UServ is a name referring to a conglomeration of directory and file services as well as shell/compute access to Unix servers.
Your UServ login is also known as FBI or department account.
Your UServ home directory is available to you upon logging in on all lab computers within the department.
All UServ users can log in to the machine at
userv.fbi.h-da.de using SSH.
This may be used for accessing your UServ home directory remotely.
The directory hierarchies at
/home/groups/LabDisk/pub are available on all lab computers as well as served
…/LabDisk/pubis available at https://userv.fbi.h-da.de/pub and is accesible by the public at large
…/LabDiskis available at https://userv.fbi.h-da.de/LabDisk and requires authentication (any department account is ok)

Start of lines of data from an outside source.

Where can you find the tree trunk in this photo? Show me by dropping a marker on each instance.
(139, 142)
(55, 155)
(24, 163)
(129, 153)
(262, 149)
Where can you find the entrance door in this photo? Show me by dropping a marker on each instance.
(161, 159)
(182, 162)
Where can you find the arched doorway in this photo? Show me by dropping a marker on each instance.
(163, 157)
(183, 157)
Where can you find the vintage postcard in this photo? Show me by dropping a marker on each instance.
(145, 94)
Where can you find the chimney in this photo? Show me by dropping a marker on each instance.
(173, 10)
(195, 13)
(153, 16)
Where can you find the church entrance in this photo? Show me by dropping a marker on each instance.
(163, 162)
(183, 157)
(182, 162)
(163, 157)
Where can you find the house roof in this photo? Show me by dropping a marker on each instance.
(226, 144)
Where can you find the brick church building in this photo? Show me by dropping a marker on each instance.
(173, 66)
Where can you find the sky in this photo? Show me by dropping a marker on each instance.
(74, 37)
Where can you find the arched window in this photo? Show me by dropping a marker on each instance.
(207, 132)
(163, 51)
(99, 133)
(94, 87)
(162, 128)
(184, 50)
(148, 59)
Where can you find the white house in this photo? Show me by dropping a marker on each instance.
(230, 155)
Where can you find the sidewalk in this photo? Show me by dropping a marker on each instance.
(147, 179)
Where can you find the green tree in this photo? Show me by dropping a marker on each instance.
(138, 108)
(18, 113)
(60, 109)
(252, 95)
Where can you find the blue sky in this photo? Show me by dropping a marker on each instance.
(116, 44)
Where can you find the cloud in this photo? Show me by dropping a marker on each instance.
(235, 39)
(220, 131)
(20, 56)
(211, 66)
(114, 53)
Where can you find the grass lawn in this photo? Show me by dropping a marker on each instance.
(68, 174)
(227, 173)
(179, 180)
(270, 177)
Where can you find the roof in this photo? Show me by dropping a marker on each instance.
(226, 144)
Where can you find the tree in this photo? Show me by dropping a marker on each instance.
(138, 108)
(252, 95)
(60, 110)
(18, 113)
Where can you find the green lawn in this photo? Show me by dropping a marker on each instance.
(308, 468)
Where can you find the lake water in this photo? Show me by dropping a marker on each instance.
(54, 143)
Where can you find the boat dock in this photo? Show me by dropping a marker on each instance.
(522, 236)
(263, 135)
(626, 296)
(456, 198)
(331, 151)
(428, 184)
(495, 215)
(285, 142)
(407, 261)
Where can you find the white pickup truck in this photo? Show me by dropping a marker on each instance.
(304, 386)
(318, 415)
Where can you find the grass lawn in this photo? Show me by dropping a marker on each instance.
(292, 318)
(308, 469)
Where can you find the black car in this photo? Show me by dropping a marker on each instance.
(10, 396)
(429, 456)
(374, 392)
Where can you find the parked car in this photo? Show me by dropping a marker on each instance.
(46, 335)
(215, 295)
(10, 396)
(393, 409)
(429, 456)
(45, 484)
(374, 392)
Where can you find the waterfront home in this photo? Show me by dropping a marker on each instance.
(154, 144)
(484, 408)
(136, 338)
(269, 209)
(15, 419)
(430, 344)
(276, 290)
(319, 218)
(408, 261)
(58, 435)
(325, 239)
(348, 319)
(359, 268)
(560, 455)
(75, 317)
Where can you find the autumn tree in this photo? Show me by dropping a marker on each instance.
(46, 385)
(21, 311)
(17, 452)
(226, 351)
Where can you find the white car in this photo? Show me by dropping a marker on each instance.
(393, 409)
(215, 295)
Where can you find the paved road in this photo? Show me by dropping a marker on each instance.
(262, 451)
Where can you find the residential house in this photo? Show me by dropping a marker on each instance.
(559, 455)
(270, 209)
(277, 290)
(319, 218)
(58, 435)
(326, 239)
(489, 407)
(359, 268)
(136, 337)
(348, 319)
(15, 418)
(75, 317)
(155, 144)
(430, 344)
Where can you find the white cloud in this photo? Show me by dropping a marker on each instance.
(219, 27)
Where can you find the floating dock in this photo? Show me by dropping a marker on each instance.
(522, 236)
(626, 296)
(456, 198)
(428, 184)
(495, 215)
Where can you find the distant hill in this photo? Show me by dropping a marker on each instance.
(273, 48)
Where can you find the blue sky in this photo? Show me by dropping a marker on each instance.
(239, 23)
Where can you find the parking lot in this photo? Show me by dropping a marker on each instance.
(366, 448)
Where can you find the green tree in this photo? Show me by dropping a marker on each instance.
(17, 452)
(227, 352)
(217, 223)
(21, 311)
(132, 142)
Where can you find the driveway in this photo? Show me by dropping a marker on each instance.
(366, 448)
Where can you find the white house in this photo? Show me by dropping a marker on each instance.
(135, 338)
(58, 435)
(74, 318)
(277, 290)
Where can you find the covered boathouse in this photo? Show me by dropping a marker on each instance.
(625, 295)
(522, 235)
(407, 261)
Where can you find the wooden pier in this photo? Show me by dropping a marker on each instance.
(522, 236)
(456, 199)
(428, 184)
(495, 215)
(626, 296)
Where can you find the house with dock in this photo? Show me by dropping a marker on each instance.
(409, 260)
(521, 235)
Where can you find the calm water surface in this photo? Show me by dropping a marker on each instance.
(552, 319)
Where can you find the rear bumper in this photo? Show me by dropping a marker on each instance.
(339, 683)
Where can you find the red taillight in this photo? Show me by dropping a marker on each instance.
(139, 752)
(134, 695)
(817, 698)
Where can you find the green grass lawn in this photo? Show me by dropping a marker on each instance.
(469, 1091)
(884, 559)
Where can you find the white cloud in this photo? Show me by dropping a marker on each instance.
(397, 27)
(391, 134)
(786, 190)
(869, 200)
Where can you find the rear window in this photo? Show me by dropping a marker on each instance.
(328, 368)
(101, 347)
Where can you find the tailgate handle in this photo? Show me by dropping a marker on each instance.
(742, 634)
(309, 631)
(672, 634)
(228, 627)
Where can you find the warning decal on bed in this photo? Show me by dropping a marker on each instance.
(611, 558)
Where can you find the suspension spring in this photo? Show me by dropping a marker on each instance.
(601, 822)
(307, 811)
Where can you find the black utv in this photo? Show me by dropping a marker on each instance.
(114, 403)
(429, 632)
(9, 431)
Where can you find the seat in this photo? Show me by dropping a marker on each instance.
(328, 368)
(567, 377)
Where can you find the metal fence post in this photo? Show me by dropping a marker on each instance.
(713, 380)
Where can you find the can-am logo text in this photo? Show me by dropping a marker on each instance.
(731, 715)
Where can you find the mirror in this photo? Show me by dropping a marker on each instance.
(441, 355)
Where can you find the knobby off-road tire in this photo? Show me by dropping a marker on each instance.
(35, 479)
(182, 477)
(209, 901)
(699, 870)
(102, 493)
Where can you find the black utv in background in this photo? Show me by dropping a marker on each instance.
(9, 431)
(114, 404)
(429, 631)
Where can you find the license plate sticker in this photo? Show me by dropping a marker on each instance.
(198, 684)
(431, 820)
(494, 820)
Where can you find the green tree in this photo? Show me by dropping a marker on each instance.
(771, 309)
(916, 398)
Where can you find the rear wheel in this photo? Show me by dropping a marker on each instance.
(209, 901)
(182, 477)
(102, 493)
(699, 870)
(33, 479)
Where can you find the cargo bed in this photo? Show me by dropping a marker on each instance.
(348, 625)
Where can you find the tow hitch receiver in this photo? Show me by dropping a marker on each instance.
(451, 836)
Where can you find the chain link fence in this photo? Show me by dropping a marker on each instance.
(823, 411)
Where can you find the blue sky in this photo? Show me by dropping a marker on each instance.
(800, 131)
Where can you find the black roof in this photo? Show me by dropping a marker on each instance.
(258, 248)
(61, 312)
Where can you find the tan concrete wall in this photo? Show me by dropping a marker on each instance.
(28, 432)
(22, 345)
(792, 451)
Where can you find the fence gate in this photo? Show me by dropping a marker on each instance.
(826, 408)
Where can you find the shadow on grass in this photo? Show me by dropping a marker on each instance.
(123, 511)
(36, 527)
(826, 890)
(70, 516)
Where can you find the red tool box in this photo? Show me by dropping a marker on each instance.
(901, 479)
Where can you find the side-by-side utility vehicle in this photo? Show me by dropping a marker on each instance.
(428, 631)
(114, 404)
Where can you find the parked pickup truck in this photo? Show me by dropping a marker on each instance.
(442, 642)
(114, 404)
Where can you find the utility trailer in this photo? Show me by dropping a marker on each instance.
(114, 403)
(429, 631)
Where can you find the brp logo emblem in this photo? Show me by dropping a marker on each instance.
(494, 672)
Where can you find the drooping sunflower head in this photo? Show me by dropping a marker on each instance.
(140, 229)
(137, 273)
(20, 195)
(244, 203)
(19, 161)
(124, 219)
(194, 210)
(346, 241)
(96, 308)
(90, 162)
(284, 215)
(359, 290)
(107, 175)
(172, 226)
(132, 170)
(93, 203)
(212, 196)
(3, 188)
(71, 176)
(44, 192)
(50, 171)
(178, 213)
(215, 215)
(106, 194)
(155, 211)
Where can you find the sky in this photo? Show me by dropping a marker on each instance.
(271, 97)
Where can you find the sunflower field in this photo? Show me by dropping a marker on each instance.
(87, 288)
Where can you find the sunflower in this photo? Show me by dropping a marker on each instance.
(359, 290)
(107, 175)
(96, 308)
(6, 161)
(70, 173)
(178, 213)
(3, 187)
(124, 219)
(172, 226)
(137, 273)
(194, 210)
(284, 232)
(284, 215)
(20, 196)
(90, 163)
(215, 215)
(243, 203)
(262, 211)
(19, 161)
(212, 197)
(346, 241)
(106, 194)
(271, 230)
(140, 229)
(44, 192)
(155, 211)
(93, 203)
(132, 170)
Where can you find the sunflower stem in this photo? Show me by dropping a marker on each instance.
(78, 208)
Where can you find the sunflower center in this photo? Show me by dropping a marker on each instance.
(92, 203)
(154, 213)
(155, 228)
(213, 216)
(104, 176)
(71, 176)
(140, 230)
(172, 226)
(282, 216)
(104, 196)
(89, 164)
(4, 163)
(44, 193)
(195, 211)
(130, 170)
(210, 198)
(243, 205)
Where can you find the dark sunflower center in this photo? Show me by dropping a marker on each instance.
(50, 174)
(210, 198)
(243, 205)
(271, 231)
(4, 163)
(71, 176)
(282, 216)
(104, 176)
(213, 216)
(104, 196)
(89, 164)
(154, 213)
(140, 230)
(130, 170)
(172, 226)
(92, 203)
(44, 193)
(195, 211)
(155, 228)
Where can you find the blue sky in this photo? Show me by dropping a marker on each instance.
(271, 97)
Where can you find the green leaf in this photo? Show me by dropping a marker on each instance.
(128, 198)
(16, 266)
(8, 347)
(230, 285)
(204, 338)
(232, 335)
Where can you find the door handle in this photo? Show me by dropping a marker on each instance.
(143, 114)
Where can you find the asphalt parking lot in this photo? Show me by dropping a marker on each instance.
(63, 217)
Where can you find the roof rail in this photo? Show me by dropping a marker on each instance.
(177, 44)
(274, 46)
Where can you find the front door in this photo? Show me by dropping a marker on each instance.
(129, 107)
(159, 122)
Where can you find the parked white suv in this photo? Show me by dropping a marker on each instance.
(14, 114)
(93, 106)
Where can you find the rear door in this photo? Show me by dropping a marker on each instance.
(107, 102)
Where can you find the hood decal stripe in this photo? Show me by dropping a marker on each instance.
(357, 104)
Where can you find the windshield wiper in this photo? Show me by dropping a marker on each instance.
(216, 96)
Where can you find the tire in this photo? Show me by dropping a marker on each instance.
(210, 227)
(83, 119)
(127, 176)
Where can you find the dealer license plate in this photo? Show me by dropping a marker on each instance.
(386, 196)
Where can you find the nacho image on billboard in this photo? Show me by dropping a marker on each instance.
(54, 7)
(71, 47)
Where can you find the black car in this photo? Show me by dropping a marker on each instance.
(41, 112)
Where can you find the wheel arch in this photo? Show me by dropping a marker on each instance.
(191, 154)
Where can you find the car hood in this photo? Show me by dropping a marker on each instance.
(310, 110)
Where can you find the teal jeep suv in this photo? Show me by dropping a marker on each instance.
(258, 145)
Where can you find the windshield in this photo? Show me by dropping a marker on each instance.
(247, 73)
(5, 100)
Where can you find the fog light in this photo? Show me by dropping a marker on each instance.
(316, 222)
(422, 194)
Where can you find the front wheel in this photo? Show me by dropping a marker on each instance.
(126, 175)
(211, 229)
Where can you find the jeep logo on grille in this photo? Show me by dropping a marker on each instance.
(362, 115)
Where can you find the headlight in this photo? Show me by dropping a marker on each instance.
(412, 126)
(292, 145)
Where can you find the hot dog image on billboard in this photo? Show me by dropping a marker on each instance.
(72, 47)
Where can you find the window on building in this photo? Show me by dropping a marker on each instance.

These can be used for distributing files to students.
Authenticating users within your own applications
Within the department network you can outsource user authentication to the UServ LDAP servers.
- host name: ldap-rr.fbi.h-da.de
- port: 389 (when using STARTTLS) or 636 (with SSL/TLS from the start)
- base DN:
- bind DN: leave empty for anonymous bind
- bind password: leave empty, too
- user name attribute: uid
The general process for authenticating a user against an LDAP service is as follows, starting from a username/password pair entered into your application:
- perform anonymous bind against the LDAP server
- do an LDAP search request to retrieve the DN corresponding to user name (using a filter expression like
(&(objectClass=posixAccount)(uid=$USERNAME))) Take care to properly encode/escape the $USERNAME part for use in an LDAP filter expression.
- if the search yields exactly one result, proceed, otherwise deny access
- using the retrieved DN and the user-provided password, try to re-bind against the LDAP server
- if the re-bind succeeded, the user provided the correct password, otherwise deny access
- enforce application-specific policy
- switch back to the anonymous user by re-binding using empty credentials
NOTE: prefer using a battle-tested authentication library that performs this song-and-dance for you.
As an alternative, consider using GitLab as an OAuth2 authentication provider.